Yazmak
Bilmiyorum, sizlere de öyle oluyor mu fakat ben ne zaman bir yazı yazmak istesem, ilk olarak aklıma hep şikayetvari, olumsuz konular geliyor. Eğer yazının içeriği “veryansın” tadında olacak ise o konuyu hemen çöpe atıyorum. Bir yanlışa “-kendimce- haklı itiraz” olacak ise yazıyorum.
Aslında şikayet etmek, olumsuzdan bahsetmek tüm insanlığın kullandığı en etkili iletişim yöntemi değil mi? Gün içinde yaptığınız konuşmaların yüzde kaçının şikayet içerdiğini düşünün, eminim ziyadesiyle hayatınızda yer edindiğini göreceksiniz.
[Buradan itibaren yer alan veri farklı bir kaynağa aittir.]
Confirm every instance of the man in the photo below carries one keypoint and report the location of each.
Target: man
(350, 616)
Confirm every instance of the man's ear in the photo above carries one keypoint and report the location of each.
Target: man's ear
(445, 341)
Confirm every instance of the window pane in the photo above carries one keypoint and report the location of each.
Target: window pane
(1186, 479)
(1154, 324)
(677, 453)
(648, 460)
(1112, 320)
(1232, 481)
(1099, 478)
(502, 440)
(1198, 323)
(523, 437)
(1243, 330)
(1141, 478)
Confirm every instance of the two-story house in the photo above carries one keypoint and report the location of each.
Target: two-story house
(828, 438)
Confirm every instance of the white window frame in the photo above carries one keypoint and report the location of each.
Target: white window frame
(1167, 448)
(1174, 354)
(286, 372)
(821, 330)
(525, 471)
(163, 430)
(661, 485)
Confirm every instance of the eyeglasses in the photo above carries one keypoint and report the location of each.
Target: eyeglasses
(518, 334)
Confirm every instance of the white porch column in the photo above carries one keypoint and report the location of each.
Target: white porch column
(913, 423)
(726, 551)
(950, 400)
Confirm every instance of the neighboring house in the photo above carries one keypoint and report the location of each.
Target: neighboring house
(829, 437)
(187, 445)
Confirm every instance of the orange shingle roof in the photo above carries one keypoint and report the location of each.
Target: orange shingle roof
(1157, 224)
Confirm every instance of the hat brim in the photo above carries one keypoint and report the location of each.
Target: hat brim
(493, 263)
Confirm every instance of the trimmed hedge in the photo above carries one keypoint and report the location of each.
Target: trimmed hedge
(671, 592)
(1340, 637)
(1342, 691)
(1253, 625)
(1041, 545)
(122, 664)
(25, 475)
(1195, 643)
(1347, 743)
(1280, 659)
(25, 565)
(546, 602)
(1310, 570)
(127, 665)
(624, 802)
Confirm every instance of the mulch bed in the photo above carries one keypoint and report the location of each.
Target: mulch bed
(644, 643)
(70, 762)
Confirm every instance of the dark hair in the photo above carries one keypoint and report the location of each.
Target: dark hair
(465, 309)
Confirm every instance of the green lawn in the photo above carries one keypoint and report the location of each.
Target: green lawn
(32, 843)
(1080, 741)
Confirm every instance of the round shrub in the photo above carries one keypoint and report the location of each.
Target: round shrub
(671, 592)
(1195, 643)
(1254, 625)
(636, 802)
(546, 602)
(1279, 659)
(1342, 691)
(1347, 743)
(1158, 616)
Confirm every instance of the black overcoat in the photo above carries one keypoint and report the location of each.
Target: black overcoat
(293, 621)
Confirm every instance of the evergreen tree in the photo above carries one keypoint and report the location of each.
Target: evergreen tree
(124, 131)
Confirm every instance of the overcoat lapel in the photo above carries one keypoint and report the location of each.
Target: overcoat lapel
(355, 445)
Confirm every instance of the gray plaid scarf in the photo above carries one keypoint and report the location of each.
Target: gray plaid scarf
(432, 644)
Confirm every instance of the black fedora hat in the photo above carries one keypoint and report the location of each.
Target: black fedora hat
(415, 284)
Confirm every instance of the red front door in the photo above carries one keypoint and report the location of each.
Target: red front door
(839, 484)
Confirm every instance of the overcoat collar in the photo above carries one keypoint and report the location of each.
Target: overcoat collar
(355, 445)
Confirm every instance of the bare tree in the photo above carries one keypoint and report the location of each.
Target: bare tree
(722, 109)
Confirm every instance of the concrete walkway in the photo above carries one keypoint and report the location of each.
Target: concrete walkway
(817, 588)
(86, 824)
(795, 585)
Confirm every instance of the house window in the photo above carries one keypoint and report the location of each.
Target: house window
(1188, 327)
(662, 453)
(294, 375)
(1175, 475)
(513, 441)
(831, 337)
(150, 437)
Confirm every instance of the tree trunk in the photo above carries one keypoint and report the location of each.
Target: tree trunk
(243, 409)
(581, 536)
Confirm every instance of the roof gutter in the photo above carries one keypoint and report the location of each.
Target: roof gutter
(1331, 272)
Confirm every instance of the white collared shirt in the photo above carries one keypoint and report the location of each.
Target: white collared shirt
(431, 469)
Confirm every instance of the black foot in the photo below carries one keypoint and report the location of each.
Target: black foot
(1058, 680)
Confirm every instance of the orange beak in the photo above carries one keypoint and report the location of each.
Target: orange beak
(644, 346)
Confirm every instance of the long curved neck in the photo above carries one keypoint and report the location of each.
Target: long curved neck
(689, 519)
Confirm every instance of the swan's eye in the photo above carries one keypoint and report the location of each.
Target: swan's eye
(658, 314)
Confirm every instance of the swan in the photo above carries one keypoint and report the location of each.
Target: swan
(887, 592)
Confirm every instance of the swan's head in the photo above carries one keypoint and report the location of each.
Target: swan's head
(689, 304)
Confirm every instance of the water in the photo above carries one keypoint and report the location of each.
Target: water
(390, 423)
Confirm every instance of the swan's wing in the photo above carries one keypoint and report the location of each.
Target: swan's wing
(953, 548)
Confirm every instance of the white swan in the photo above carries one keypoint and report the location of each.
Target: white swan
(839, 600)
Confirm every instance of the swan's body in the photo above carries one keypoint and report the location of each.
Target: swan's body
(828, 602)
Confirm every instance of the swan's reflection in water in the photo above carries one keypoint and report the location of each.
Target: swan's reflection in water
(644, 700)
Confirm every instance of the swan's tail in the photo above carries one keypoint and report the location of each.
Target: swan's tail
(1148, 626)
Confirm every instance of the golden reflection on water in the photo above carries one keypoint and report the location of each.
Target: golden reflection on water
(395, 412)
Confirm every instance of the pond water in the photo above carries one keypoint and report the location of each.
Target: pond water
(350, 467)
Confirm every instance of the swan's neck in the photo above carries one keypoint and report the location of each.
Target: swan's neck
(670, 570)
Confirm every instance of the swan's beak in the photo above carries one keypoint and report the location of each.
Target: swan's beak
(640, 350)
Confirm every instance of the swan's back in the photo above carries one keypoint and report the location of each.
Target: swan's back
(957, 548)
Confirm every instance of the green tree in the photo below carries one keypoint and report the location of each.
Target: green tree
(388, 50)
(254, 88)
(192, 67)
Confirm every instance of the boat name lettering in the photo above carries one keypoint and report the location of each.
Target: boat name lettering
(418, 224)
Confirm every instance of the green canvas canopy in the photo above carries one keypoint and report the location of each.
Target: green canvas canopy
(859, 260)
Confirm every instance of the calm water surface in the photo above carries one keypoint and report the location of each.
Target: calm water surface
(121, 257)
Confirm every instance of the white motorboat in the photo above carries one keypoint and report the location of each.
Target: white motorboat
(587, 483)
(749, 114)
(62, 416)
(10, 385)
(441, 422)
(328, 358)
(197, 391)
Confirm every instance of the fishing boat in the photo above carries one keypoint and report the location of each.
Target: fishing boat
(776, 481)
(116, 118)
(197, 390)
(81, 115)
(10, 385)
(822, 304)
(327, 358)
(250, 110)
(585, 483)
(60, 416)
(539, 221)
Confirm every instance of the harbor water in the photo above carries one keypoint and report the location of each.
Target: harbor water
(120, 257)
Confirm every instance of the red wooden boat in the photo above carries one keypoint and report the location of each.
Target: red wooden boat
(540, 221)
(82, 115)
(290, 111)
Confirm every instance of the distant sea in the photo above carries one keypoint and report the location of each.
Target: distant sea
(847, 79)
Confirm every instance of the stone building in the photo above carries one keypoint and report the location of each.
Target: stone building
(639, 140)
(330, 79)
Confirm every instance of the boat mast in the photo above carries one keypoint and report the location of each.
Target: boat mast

Köşe yazılarına bakın; hep olumsuz konular, hep diğer taraf büyük bir şerefsizlik içerisinde. Sabah gazeteleri açın, akşam televizyona bakın: Yine kötü haberler. Dizi izleyin, film izleyin ve tamamen kurgu hikayeler gerçekmiş gibi kendinize bile isteye dert edinin. Dert edinin ki hem düşünecek hem de anlatacak konunuz olsun.
Olumsuzluk açısından benzeşen bir diğer iletişim yöntemi de “rekabet”. Rekabet için enerji harcamıyorsanız, onun adı fesatlık, hasetlik oluyor. Harcıyorsanız da azim, hırs oluyor. O da ayrı bir yıkıcı güç ama bu gücün de peşine insanlar takılıyor ve bir yerde bu da bir iletişim yöntemine dönüşüyor. Bir bakmışsınız “aman be bu da ne hırslı çocuk”tan, “azimli lider”e dönüşüyorsunuz.
“E ne var bunda, hepimiz insanız; iletişim kurmak için ortak duyguları kullanacağız tabii” dediğinizi duyar gibiyim. Ama hep mi kahır be kardeşim? İlla feleğin çemberinden geçmek mi gerek? Dünyada arabesk gibi bir kültür yaratmış bir ülkenin çocuklarına bu sorular tabii komik geliyor. Ben de bu yazımda sizlerle komedi üzerinden iletişim kurmuş olayım.